Ynt: 2010 Yazı'da Böyle Geçti...
Bozburun'dan sonra Hisarönü yol ayrımına kadar, Selimiye, Orhaniye güzergahından geri döndük, Datça yoluna girdik.. Akşam karanlığı çöktü, iyice..
Datça'ya girdiğimizde, daha karavanı parketmeden bir otopark görevlisi belirdi, yanımızda.. Bu yıl Datça'nın bütün sokaklarında otopark ücreti uygulanıyor. Öyle ki, alışveriş için bile durduğunuzda hemen geliyorlar. Turizm merkezi olma çabasındalar, fakat turiste her zorluğu çıkarıyorlar..
[attachment=1]
[attachment=2]
Datça'da yaz aylarında buz gibidir, deniz.. Genelde eylülde ısınmaya başlar.. Denizin hemen kenarında çıkan tatlı su ise ılıktır, hep.. Evvelce doğrudan denize akan bu su, şimdi bir gölette toplanıyor..
[attachment=3]
Bu cennet gibi ilçenin harika manzarası karşısında, bir tepede konakladık..

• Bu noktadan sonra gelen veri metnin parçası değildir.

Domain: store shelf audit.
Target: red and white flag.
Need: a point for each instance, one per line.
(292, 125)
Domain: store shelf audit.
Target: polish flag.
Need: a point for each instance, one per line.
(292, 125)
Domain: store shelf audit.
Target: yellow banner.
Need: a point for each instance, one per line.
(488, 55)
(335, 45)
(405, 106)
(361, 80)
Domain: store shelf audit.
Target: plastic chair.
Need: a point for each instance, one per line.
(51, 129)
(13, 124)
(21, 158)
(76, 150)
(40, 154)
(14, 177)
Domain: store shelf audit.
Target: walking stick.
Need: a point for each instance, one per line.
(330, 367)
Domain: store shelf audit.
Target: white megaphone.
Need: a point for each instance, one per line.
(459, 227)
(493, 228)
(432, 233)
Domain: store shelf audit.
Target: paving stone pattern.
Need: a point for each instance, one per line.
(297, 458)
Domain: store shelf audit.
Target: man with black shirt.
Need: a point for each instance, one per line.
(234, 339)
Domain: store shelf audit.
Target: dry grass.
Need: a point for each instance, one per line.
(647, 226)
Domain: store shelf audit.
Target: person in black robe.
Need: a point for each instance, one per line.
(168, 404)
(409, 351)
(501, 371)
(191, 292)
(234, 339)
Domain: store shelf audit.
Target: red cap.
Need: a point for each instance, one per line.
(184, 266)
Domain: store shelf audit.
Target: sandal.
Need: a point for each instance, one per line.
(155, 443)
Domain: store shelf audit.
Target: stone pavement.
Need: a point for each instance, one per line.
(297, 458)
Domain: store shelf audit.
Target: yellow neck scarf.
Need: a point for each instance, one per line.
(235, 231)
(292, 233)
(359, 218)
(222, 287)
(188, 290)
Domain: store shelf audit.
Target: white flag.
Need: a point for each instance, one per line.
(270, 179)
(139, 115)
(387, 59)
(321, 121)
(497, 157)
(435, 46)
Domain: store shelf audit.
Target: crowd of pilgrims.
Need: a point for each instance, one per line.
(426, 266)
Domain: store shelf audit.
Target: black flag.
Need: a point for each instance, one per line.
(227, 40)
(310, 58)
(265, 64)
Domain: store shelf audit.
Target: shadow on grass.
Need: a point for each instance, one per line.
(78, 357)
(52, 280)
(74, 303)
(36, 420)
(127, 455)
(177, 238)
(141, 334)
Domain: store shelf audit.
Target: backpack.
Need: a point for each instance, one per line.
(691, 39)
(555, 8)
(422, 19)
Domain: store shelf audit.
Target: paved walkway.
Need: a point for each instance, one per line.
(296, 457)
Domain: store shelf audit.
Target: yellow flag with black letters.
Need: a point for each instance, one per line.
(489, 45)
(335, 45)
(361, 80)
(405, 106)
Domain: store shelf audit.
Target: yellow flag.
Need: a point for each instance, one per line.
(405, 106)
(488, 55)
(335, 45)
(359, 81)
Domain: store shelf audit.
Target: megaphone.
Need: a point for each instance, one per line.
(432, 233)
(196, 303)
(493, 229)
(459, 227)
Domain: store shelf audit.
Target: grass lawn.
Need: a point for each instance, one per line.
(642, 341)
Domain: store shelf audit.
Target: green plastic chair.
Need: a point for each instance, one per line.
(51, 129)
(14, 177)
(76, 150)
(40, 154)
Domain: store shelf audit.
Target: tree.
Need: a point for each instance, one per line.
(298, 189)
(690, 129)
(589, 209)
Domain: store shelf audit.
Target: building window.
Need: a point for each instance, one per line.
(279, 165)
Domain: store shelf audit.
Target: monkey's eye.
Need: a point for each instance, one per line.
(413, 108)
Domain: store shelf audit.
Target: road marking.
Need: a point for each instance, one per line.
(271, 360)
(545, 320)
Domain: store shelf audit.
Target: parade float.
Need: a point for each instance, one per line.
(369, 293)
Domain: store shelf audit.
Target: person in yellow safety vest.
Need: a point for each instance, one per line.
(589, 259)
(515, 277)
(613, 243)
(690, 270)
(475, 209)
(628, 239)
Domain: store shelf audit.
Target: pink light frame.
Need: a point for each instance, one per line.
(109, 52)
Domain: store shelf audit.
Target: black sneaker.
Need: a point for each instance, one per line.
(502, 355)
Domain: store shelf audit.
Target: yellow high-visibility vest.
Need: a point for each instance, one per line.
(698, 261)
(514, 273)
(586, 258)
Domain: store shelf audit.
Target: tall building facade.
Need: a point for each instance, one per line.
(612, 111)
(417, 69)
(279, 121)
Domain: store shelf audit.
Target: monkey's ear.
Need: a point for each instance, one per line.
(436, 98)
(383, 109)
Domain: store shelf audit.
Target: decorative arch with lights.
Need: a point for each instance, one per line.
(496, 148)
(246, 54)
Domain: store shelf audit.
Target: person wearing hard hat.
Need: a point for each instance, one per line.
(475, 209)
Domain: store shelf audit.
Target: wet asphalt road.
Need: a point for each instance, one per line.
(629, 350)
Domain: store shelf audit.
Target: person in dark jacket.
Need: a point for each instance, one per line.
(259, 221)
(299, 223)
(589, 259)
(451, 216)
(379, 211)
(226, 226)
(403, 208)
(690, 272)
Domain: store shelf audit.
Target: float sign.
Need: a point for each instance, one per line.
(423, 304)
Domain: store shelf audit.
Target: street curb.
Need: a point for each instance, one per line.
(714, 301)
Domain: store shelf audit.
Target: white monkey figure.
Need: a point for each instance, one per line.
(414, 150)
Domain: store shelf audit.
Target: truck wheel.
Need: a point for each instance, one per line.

Cumartesi günü kurulan pazarından, dalından yeni koparılmış sebze-meyve alma imkanı buluyorsunuz. Olabilse, bir aylık- iki aylık alışverişini yapmak istiyor, insan..
Bir de bademi, balı, zeytinyağı ve değişik kokulu sabunları var, Datça'nın..
[attachment=5]
Datça'dan Bodrum'a feribot seferleri var.. Fakat gördüğümüz feribot hiç güven vermedi bize..
[attachment=4]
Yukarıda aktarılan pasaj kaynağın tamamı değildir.